Analysis of raw reads to verify sequence quality is vital to detect recombination between SARS-CoV-2 genomes. The verified detection of the emerged Omicron VOC has increased mostly since the availability of genomic surveillance has increased along with natural factors. The detection of recombinant forms is easier for Omicron due to many lineage-defining mutations. Additionally, the chances of co-infection and recombination increase on re-infection with immune-escape variants.

Infectivity and virulence can be assessed by identifying certain crucial sites and amino acid substitutions which serve as infectivity determinants. Animal models can be useful in the virulence assessment since they can identify specific features and do not take into account the impact of background immunity.

The determination of disease severity in the clinical setting can be challenging, but the interworking of electronic health records, unbiased and systematic collection of epidemiological and clinical data, biological sampling, and virulence characterization are of significant importance in the assessment of the variant threat.

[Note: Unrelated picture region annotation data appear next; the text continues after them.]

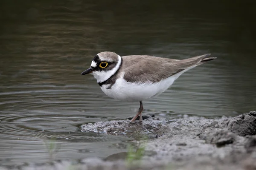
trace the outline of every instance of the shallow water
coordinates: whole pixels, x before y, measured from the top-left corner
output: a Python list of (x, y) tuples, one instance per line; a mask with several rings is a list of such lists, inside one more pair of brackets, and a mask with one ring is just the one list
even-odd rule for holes
[(218, 57), (144, 101), (144, 113), (214, 117), (256, 109), (252, 4), (6, 1), (0, 6), (0, 164), (45, 162), (51, 157), (45, 142), (52, 139), (56, 159), (124, 150), (113, 146), (131, 138), (80, 131), (84, 123), (133, 116), (139, 107), (109, 98), (92, 76), (81, 76), (102, 51)]

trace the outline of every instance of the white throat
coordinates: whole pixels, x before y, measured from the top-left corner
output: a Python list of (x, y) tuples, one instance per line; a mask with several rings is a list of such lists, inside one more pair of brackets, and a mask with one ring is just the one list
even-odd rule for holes
[(100, 83), (103, 82), (108, 79), (109, 79), (113, 74), (114, 74), (120, 67), (122, 62), (122, 59), (121, 57), (118, 55), (118, 62), (116, 65), (111, 70), (108, 71), (94, 71), (92, 73), (92, 74), (94, 76), (94, 78), (97, 80), (97, 82)]

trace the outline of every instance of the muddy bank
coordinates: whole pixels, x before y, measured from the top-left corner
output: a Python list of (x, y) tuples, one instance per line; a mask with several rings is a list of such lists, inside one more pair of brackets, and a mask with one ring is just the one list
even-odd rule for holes
[(233, 118), (212, 119), (186, 115), (171, 119), (150, 116), (145, 118), (147, 119), (142, 123), (130, 122), (128, 119), (99, 122), (81, 126), (82, 131), (132, 136), (136, 134), (143, 135), (143, 139), (135, 139), (133, 142), (137, 150), (143, 151), (143, 156), (135, 157), (131, 161), (128, 158), (131, 153), (122, 152), (103, 159), (88, 159), (74, 163), (62, 161), (51, 165), (28, 165), (19, 168), (23, 170), (256, 169), (256, 111)]

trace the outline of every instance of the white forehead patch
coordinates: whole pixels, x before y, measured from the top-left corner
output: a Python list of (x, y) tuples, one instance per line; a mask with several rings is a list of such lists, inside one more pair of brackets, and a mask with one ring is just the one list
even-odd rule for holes
[(111, 58), (104, 57), (99, 55), (99, 54), (97, 55), (98, 55), (99, 58), (99, 60), (101, 61), (107, 61), (108, 62), (113, 62), (114, 61), (114, 60)]
[(91, 67), (97, 67), (97, 63), (94, 62), (94, 61), (92, 61), (92, 64), (91, 64)]

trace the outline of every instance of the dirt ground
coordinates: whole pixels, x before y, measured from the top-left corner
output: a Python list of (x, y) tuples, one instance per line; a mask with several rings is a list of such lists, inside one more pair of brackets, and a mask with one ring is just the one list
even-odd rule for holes
[[(113, 120), (81, 126), (82, 131), (143, 135), (144, 139), (134, 139), (133, 142), (137, 150), (143, 148), (143, 154), (129, 163), (127, 162), (129, 153), (122, 152), (103, 159), (87, 159), (75, 164), (67, 160), (14, 168), (256, 170), (256, 111), (218, 119), (185, 116), (168, 119), (149, 115), (143, 118), (142, 123)], [(0, 169), (9, 169), (2, 167)]]

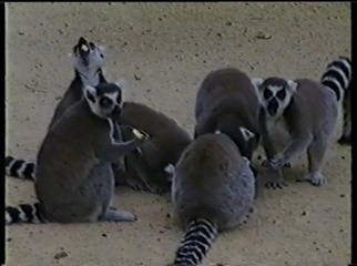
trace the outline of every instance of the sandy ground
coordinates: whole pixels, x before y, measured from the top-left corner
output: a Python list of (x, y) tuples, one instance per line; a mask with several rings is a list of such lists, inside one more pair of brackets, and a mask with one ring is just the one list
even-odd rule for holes
[[(106, 78), (126, 79), (126, 99), (146, 103), (193, 132), (195, 93), (211, 70), (231, 65), (251, 76), (319, 79), (327, 62), (350, 54), (350, 10), (347, 3), (7, 4), (7, 154), (35, 157), (54, 105), (73, 76), (67, 54), (80, 35), (108, 48)], [(334, 143), (323, 187), (294, 182), (304, 166), (302, 158), (286, 171), (286, 190), (262, 191), (249, 223), (222, 234), (205, 262), (346, 265), (350, 149)], [(8, 177), (6, 198), (8, 204), (33, 202), (31, 182)], [(7, 227), (7, 265), (170, 263), (182, 233), (167, 216), (170, 201), (122, 187), (114, 205), (140, 221)], [(60, 253), (67, 256), (59, 258)]]

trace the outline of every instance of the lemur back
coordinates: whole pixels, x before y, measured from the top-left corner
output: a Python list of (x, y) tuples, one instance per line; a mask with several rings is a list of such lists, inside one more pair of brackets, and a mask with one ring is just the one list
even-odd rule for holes
[[(106, 82), (102, 72), (104, 64), (104, 49), (102, 47), (88, 42), (81, 37), (73, 47), (71, 61), (74, 69), (74, 79), (57, 105), (48, 126), (49, 130), (70, 106), (82, 99), (84, 85), (96, 86), (100, 82)], [(33, 181), (34, 167), (33, 162), (17, 160), (13, 156), (6, 157), (6, 174), (9, 176)]]
[(185, 229), (174, 265), (200, 265), (217, 232), (246, 222), (255, 177), (225, 134), (197, 136), (183, 152), (172, 182), (175, 219)]
[[(151, 136), (141, 147), (141, 154), (125, 157), (128, 174), (131, 176), (128, 182), (137, 188), (159, 194), (169, 191), (170, 174), (165, 168), (175, 165), (183, 150), (191, 143), (188, 133), (165, 114), (135, 102), (123, 103), (119, 123), (143, 130)], [(137, 182), (133, 176), (136, 176)], [(118, 177), (123, 176), (118, 174)]]
[(226, 133), (249, 160), (259, 142), (259, 103), (251, 79), (237, 69), (211, 72), (198, 89), (195, 136)]
[[(116, 84), (88, 85), (84, 94), (52, 126), (39, 150), (34, 180), (39, 202), (8, 206), (7, 224), (136, 219), (110, 206), (114, 193), (111, 163), (140, 147), (147, 135), (142, 133), (124, 143), (113, 140), (120, 130), (113, 117), (121, 112), (121, 88)], [(32, 208), (32, 214), (26, 208)]]
[[(332, 76), (334, 75), (327, 72), (322, 82), (308, 79), (284, 80), (276, 76), (252, 81), (262, 105), (259, 122), (269, 166), (280, 170), (282, 165), (306, 152), (308, 174), (302, 181), (309, 181), (317, 186), (326, 183), (322, 171), (337, 122), (338, 103), (349, 83), (348, 79), (336, 83), (330, 80)], [(273, 144), (274, 135), (267, 126), (279, 120), (285, 121), (290, 135), (289, 143), (282, 151)], [(267, 185), (282, 188), (282, 184), (285, 184), (285, 181), (280, 175)]]

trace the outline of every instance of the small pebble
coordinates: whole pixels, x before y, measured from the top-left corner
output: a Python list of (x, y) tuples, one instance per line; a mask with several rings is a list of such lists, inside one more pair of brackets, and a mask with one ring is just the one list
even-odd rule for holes
[(65, 252), (61, 252), (61, 253), (54, 255), (55, 259), (61, 259), (61, 258), (64, 258), (64, 257), (68, 257), (68, 254)]

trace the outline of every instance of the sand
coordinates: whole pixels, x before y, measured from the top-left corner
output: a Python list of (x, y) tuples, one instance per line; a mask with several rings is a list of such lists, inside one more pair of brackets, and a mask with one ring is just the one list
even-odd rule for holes
[[(105, 75), (128, 81), (128, 100), (193, 132), (195, 93), (211, 70), (230, 65), (252, 78), (319, 79), (330, 60), (350, 55), (350, 9), (348, 3), (8, 3), (7, 154), (35, 158), (73, 78), (67, 54), (80, 35), (106, 47)], [(222, 234), (205, 262), (346, 265), (350, 147), (333, 143), (323, 187), (294, 182), (305, 167), (302, 157), (286, 171), (284, 191), (263, 190), (249, 223)], [(31, 182), (6, 178), (7, 204), (35, 201)], [(182, 232), (167, 215), (169, 198), (121, 187), (114, 205), (140, 221), (8, 226), (6, 265), (170, 263)]]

Up until November 2021, the emergence of Delta and Alpha VOCs was associated with heightened transmissibility and modest immunity escape. However, immune escape was found to be the driving force behind the displacement of Omicron VOC over Delta. The increase in population immunity was its selective advantage along with increased transmissibility. Omicron’s lesser virulence has been largely attributed to chance. Additionally, hybrid immunity in individuals with breakthrough infections suggests that the continuous evolution of SARS-CoV-2 may be tolerable by population immunity. Nonetheless, because SARS-CoV-2 transmission and virulence are not coupled, it cannot be assumed that the next variant will have the same, or a lower, or a higher virulence than Omicron.

According to previous retrospective analyses, some of the key mutations involved in defining variants could have been detected earlier through early warning bioinformatics tools that use globally shared data. In addition, machine learning algorithms are being developed to determine the influence of key mutations. However, epidemiological data and in vivo and/or in vitro experiments are still required to fully assess variants.

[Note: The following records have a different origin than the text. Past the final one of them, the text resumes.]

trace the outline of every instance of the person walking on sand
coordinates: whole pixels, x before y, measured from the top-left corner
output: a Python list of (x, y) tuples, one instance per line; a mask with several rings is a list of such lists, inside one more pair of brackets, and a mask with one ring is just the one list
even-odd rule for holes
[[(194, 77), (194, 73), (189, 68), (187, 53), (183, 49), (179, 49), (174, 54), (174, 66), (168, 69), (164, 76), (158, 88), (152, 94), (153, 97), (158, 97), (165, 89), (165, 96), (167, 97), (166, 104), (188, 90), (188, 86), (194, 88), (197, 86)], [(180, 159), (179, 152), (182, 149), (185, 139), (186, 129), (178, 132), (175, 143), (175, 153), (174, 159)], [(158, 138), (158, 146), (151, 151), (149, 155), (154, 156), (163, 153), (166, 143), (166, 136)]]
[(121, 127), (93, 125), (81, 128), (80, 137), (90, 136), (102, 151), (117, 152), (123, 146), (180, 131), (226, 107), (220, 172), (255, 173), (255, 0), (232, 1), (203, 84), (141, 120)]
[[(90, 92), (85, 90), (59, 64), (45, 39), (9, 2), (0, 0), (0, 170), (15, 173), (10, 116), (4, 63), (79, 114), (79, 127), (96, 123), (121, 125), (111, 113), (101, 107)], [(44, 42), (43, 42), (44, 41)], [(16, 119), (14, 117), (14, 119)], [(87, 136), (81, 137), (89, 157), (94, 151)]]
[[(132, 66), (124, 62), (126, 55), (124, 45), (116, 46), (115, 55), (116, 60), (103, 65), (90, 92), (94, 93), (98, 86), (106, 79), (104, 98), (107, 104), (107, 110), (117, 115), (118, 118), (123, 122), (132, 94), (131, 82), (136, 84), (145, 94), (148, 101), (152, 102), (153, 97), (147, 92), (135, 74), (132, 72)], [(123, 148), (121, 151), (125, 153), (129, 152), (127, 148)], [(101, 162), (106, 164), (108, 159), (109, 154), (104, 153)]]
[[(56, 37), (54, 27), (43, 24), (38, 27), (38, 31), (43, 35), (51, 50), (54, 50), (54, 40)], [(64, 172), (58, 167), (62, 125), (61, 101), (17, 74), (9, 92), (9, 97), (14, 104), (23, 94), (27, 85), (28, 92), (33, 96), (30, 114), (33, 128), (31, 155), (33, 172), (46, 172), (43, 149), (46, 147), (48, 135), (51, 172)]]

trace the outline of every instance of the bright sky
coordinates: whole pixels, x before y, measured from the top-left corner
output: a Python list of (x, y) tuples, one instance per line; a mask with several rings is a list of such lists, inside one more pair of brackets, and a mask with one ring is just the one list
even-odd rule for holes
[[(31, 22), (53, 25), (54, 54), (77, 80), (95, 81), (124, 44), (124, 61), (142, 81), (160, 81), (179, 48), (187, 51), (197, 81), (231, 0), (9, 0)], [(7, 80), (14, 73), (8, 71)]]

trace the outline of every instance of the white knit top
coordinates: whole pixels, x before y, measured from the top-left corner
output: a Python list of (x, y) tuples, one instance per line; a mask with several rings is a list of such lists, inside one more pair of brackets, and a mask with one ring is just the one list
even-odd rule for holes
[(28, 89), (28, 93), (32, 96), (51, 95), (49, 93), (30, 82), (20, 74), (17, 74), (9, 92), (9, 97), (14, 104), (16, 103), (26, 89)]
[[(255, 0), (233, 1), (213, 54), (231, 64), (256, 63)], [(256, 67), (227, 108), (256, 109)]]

It is difficult to predict the future of the pandemic due to factors such as the fact that, unlike other respiratory viruses, SARS-CoV-2 variants do not emerge from the recently dominant circulating virus, chronic viral infections can carry intra-host evolution, animals can function as secondary reservoirs with the potential for reverse zoonoses, and a large percentage of the world’s population is not vaccinated.

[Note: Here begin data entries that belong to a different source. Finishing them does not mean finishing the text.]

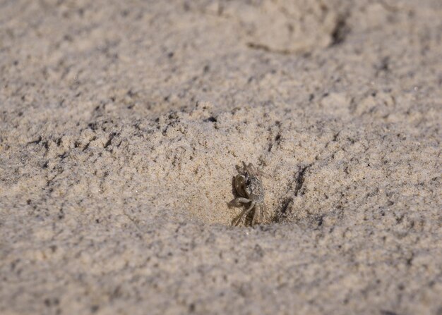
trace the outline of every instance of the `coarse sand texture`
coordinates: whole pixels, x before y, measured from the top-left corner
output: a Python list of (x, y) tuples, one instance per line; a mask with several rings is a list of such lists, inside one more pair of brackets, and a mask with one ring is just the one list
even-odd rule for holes
[(441, 140), (440, 0), (0, 0), (0, 314), (442, 315)]

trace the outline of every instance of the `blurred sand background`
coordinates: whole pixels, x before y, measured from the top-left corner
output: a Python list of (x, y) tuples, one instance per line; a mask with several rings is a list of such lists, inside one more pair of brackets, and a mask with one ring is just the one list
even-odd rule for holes
[(0, 314), (442, 314), (441, 88), (439, 0), (0, 0)]

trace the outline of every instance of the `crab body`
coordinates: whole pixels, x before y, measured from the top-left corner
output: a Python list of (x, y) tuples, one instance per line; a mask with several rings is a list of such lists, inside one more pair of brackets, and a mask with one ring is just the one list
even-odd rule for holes
[(264, 213), (267, 211), (264, 202), (264, 188), (261, 180), (261, 172), (258, 171), (251, 163), (246, 165), (242, 162), (244, 173), (234, 177), (234, 185), (237, 194), (239, 196), (234, 200), (236, 204), (249, 204), (232, 224), (238, 226), (243, 218), (246, 218), (249, 213), (254, 210), (251, 226), (262, 223)]

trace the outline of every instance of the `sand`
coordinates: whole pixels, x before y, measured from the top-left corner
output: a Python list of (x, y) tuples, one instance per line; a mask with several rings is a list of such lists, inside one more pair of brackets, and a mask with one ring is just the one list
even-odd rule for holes
[(441, 61), (438, 0), (0, 1), (0, 314), (442, 314)]

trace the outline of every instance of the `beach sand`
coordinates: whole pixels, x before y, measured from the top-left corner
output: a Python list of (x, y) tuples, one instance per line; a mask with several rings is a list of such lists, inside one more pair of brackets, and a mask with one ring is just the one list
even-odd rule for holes
[(438, 0), (0, 1), (0, 314), (442, 314), (441, 61)]

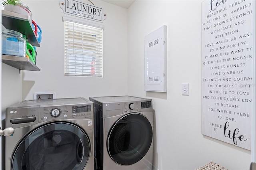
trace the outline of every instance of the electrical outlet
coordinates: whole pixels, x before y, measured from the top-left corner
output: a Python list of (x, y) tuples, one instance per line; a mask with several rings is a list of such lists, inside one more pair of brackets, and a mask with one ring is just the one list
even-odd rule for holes
[(48, 92), (36, 92), (34, 93), (34, 100), (52, 99), (56, 98), (55, 92), (50, 91)]
[(189, 83), (183, 83), (182, 84), (182, 95), (189, 95)]

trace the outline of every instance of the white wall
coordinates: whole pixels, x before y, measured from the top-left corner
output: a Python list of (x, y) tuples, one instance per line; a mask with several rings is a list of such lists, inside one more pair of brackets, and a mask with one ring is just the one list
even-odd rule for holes
[[(192, 170), (214, 161), (249, 169), (250, 152), (201, 134), (202, 0), (136, 0), (128, 9), (128, 93), (152, 99), (154, 166)], [(144, 38), (167, 26), (167, 92), (144, 91)], [(190, 84), (182, 96), (181, 84)]]
[(23, 99), (33, 99), (34, 93), (42, 91), (54, 91), (58, 98), (127, 94), (127, 9), (92, 1), (107, 14), (104, 22), (104, 77), (65, 76), (64, 14), (60, 1), (23, 1), (29, 6), (32, 19), (42, 30), (40, 47), (36, 47), (37, 65), (41, 70), (23, 71)]

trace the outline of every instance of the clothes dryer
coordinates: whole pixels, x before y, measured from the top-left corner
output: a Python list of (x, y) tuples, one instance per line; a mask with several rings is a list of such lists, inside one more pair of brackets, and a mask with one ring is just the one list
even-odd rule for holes
[(95, 169), (151, 170), (151, 99), (128, 96), (90, 97), (94, 103)]
[(93, 103), (26, 100), (6, 109), (6, 170), (94, 169)]

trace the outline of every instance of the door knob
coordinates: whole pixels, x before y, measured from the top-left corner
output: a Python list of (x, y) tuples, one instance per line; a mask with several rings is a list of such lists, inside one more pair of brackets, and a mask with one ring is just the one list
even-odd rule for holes
[(5, 136), (11, 136), (14, 132), (14, 129), (12, 127), (6, 128), (4, 130), (2, 130), (0, 128), (0, 136), (4, 135)]

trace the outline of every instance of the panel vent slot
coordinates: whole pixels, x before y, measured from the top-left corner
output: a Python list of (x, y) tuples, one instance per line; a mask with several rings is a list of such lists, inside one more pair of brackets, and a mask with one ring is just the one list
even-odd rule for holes
[(155, 41), (154, 41), (154, 45), (157, 44), (158, 43), (158, 39), (156, 40)]
[(159, 77), (154, 77), (154, 81), (158, 81), (159, 80)]

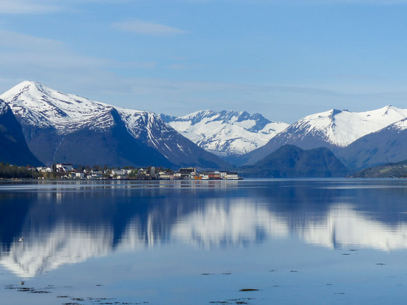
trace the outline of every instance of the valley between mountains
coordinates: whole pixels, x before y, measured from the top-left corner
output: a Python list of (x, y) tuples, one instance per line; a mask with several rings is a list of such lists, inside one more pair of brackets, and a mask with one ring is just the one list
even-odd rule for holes
[[(0, 96), (0, 161), (155, 165), (247, 177), (340, 177), (407, 159), (407, 109), (333, 109), (293, 124), (210, 110), (125, 109), (24, 81)], [(323, 148), (323, 149), (322, 148)]]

In light of the uncertainty regarding SARS-CoV-2‘s trajectory and its continuous evolution, continual monitoring is necessary. The TAG-VE will continue to predict the evolution of future variants and their threat levels. The pandemic is not yet over. It is time to enhance global sequencing capacities and build a global agreement under the leadership of the WHO R&D Blueprint to prevent epidemics and assess the threat that the future variants of SARS-CoV-2 can pose.